57. A vacuum insulating panel comprising: a first glass substrate; a second glass substrate; a plurality of spacers provided in a gap between at least the first and second substrates, wherein the gap is at pressure less than atmospheric pressure; a seal provided at least partially between at least the first and second substrates, the seal comprising a first seal layer and a second seal layer contacting each other; wherein the first seal layer comprises tellurium oxide and/or vanadium oxide; wherein the second seal layer comprises bismuth oxide and/or boron oxide, and wherein the second seal layer has a melting point at least 100 degrees higher than does the first seal layer; and wherein the first seal layer comprises no more than about 50 ppm carbon, and wherein the first seal layer on a ppm basis contains more carbon than does the second seal layer.

58. A method of making a vacuum insulating panel comprising a first glass substrate; a second glass substrate; a plurality of spacers provided in a gap between at least the first and second glass substrates; and a seal provided at least partially between at least the first and second substrates, the seal comprising a ceramic first seal layer; the method comprising: providing a material for the first seal layer on at least one of the glass substrates in a form of a paste, the paste comprising a solvent and a binder and comprising at least 50,000 ppm carbon; heating the material for the first seal layer in at least one step in order to substantially remove the solvent and substantially decompose the binder so that after said heating the material for the first seal layer comprises from about 5 to 43 ppm carbon; using a laser to heat the material for first seal layer comprising from about 5 to 43 ppm carbon to form the seal provided at least partially between at least the first and second substrates, so that after using the laser to form the seal the first seal layer comprises no more than about 40 ppm carbon, the first seal layer having a melting point of no greater than about 450 degrees C; and after forming the seal, evacuating the gap between at least the first and second glass substrates to pressure less than atmospheric pressure.
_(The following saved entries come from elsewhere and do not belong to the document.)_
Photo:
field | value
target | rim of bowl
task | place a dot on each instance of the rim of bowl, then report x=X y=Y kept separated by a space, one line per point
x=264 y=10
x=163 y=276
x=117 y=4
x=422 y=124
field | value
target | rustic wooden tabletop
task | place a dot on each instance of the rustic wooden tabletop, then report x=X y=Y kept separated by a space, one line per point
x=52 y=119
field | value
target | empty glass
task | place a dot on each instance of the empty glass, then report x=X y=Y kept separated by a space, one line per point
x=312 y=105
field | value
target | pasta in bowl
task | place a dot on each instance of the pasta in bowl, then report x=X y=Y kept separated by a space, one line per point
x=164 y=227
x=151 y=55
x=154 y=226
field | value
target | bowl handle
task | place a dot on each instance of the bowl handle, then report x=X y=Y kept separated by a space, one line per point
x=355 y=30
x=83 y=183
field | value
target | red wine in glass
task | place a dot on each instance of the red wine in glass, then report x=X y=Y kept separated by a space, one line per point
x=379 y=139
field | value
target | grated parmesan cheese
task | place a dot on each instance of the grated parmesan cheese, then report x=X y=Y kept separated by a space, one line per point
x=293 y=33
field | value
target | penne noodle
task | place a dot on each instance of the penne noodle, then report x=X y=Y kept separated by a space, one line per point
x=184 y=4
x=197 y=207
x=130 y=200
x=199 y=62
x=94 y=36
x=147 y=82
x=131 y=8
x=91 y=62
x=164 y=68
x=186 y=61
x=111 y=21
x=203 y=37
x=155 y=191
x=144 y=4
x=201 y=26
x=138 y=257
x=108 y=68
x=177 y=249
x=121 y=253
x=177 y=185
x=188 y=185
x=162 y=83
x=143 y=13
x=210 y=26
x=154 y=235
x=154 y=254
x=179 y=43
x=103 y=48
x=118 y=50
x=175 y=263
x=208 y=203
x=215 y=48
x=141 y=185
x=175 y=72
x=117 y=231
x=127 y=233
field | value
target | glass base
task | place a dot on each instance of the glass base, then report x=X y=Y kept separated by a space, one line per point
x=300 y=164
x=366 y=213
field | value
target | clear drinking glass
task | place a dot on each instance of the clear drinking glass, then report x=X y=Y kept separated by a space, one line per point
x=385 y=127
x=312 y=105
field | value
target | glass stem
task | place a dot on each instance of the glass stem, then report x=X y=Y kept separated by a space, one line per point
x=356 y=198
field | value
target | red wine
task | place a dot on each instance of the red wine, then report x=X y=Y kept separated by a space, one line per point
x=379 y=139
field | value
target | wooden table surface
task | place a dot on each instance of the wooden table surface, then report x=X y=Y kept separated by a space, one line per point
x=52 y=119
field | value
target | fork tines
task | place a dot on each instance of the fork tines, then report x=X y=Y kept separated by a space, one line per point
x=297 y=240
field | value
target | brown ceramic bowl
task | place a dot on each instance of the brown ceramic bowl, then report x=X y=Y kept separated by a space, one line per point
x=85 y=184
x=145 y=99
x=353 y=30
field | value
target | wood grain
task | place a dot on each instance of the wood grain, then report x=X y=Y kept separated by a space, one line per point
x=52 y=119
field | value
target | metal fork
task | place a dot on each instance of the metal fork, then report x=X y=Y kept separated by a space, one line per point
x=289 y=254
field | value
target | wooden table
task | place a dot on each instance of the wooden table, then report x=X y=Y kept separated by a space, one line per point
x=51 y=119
59. The method of claim 58, wherein said heating of the material for the first seal layer in at least one step in order to substantially remove the solvent and substantially decompose the binder comprises multiple spaced apart heating steps.

60. The method of any of claims 58-59, wherein the paste comprises from about 50,000 to 250,000 ppm carbon.
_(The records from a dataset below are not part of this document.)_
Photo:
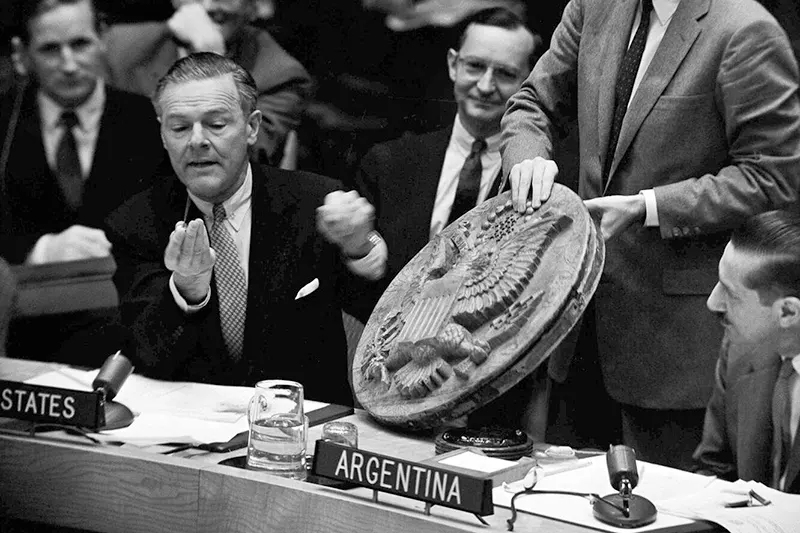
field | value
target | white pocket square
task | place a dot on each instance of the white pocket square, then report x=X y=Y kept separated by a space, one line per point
x=307 y=289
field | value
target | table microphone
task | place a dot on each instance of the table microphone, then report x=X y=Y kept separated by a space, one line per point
x=629 y=510
x=109 y=380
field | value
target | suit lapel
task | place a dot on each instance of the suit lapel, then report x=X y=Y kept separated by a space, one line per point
x=681 y=34
x=102 y=164
x=430 y=153
x=618 y=28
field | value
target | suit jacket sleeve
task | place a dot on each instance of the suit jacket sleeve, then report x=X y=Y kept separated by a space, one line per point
x=546 y=96
x=714 y=455
x=164 y=338
x=757 y=85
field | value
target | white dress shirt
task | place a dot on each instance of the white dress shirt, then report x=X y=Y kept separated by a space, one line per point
x=89 y=114
x=457 y=152
x=238 y=222
x=794 y=399
x=660 y=17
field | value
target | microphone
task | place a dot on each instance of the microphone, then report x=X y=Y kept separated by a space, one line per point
x=109 y=380
x=628 y=510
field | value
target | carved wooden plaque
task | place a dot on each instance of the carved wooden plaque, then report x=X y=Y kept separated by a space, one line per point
x=476 y=310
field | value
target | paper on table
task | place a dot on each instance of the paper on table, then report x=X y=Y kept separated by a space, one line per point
x=654 y=481
x=781 y=516
x=175 y=412
x=478 y=462
x=159 y=428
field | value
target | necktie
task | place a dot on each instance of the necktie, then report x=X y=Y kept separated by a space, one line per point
x=231 y=285
x=625 y=78
x=781 y=416
x=469 y=181
x=68 y=164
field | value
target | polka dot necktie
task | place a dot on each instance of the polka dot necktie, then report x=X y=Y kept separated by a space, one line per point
x=231 y=285
x=68 y=164
x=781 y=422
x=469 y=181
x=624 y=88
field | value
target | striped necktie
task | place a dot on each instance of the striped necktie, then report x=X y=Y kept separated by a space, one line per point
x=469 y=181
x=68 y=164
x=781 y=421
x=231 y=285
x=624 y=88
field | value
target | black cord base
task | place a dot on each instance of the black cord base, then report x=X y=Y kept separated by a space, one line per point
x=641 y=511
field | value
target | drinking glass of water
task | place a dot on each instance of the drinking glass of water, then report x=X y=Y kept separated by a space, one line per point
x=278 y=429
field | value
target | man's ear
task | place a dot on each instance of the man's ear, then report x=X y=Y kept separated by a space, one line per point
x=789 y=309
x=452 y=63
x=253 y=125
x=19 y=56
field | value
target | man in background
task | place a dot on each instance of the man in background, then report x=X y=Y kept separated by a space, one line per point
x=231 y=272
x=420 y=183
x=141 y=53
x=689 y=123
x=751 y=424
x=73 y=149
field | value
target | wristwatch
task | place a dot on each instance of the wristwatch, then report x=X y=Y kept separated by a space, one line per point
x=373 y=238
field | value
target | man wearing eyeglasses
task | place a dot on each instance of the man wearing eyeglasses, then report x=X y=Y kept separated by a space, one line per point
x=419 y=184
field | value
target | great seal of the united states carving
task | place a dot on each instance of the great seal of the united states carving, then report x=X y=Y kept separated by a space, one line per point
x=476 y=310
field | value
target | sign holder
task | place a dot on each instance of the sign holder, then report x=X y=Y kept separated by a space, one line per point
x=430 y=484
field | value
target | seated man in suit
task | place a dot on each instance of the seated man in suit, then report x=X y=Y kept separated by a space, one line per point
x=419 y=184
x=139 y=54
x=259 y=293
x=74 y=149
x=751 y=424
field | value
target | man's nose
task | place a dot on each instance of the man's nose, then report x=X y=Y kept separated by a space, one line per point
x=68 y=62
x=486 y=81
x=714 y=302
x=198 y=138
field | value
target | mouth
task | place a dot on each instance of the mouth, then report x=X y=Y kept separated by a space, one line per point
x=481 y=102
x=200 y=165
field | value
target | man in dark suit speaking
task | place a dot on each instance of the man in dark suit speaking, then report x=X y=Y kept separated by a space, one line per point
x=418 y=184
x=231 y=272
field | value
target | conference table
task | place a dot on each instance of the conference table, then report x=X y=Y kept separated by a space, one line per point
x=68 y=481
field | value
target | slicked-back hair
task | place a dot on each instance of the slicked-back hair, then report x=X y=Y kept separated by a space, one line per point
x=204 y=66
x=27 y=10
x=774 y=237
x=502 y=17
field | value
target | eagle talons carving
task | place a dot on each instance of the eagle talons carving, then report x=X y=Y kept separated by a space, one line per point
x=476 y=283
x=422 y=367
61. The method of any of claims 58-59, wherein the paste comprises from about 100,000 to 200,000 ppm carbon.

62. The method of any of claims 58-61, wherein the first seal layer comprises from about 20-80 wt.% tellurium oxide, the tellurium oxide comprising TeO4 and TeO₃, and wherein the first seal layer comprises more TeO₃ than TeO₄ by wt.%.

63. The method of any of claims 58-62, wherein the binder and/or the solvent comprises at least one of: polyalkylene carbonate, polypropylene (PP) carbonate, ethyl cellulose, methyl cellulose, and hydroxypropyl methyl cellulose.